Los Angeles Times Editorial Board Endorses Safe Injection Sites. Under the headline "New York City is saving people from drug overdose deaths. Why can’t California?" the editorial board of the Los Angeles Times endorsed safe injection sites as an overdose prevention measure and called on the Biden administration to clarify that it supports the harm reduction measure: "The Biden administration could also help by giving a clear statement that it supports states taking action to curb drug overdoses and that it won’t move to shut down the overdose prevention centers in New York City or anywhere else. That’s really the only rational and humane course of action in the face of a plague of preventable deaths.
Washington State Senator Files Bill to Specify That Fentanyl Testing Equipment is not Drug Paraphernalia. State Sen. Jim Honeyford (R-Sunnyside) has filed a bill, Senate Bill 5509, that would exempt fentanyl testing equipment from being defined as drug paraphernalia. State law currently definesparaphernalia as"testing equipment used, intended for use, or designed for use in identifying or in analyzing the strength, effectiveness, or purity of a controlled substance."But both public health agencies and needle exchanges are already distributing fentanyl test kits. This bill would align the law with reality. Honeyford should not be mistaken for a drug reformer; he is also planning to file a bill enabling prosecutors to charge people with murder if they sell drugs that result in a fatal overdose.

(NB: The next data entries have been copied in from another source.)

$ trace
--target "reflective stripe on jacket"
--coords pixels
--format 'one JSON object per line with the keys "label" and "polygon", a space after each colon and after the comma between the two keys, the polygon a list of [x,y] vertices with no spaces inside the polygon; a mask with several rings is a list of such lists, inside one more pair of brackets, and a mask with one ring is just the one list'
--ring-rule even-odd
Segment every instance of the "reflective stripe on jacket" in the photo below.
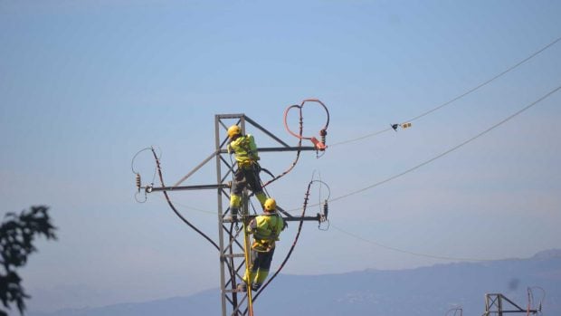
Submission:
{"label": "reflective stripe on jacket", "polygon": [[228,145],[228,152],[233,151],[235,159],[240,167],[250,167],[259,160],[255,139],[251,134],[242,135]]}

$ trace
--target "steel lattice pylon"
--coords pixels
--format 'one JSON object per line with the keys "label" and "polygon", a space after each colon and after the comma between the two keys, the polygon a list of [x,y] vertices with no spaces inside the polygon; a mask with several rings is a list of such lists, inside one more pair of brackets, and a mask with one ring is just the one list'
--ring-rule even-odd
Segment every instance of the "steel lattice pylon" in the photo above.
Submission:
{"label": "steel lattice pylon", "polygon": [[[314,147],[290,147],[278,137],[269,132],[267,129],[257,124],[255,121],[244,114],[225,114],[216,115],[214,118],[215,132],[215,161],[216,161],[216,182],[219,187],[217,191],[218,205],[218,235],[220,247],[220,283],[222,314],[244,315],[248,311],[248,292],[236,291],[236,284],[242,282],[242,275],[245,268],[245,258],[243,253],[242,235],[235,229],[236,225],[227,220],[230,213],[229,207],[224,207],[224,197],[229,202],[229,192],[225,190],[230,185],[226,179],[233,173],[234,166],[223,156],[227,155],[226,146],[228,139],[225,137],[225,130],[233,124],[239,124],[242,133],[245,133],[246,124],[251,124],[253,128],[260,129],[265,135],[274,139],[280,147],[278,148],[260,148],[259,152],[275,151],[304,151],[316,150]],[[249,217],[248,196],[245,193],[242,197],[241,214],[242,216]],[[292,216],[280,209],[285,221],[313,220],[319,221],[318,216]],[[242,239],[242,241],[240,240]],[[251,291],[251,289],[248,289]],[[230,308],[228,308],[230,307]]]}

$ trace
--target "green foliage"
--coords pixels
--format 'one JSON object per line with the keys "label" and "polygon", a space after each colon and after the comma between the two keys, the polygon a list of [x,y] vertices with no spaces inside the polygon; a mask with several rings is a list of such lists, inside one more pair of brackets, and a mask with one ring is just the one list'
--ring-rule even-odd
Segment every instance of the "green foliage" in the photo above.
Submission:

New Zealand to Ban Cigarettes by Constantly Rising Smoking Age. The country aims to eliminate cigarette smoking by raising the legal age for smoking, currently set at 18, by one year each year beginning in 2027. That means people born after 2009 will never be able to legally purchase cigarettes. New Zealand already boasts the world's highest cigarette prices at $24 a pack and is also planning to reduce nicotine levels in cigarettes and cut back on the number of tobacco retailers. The plan does not have universal support, though. MP Karen Chour, of the libertarian-leaning Act Party, said the move would lead to a black market. "Prohibition has never worked — in any time or place — and it always has unintended consequences," she said.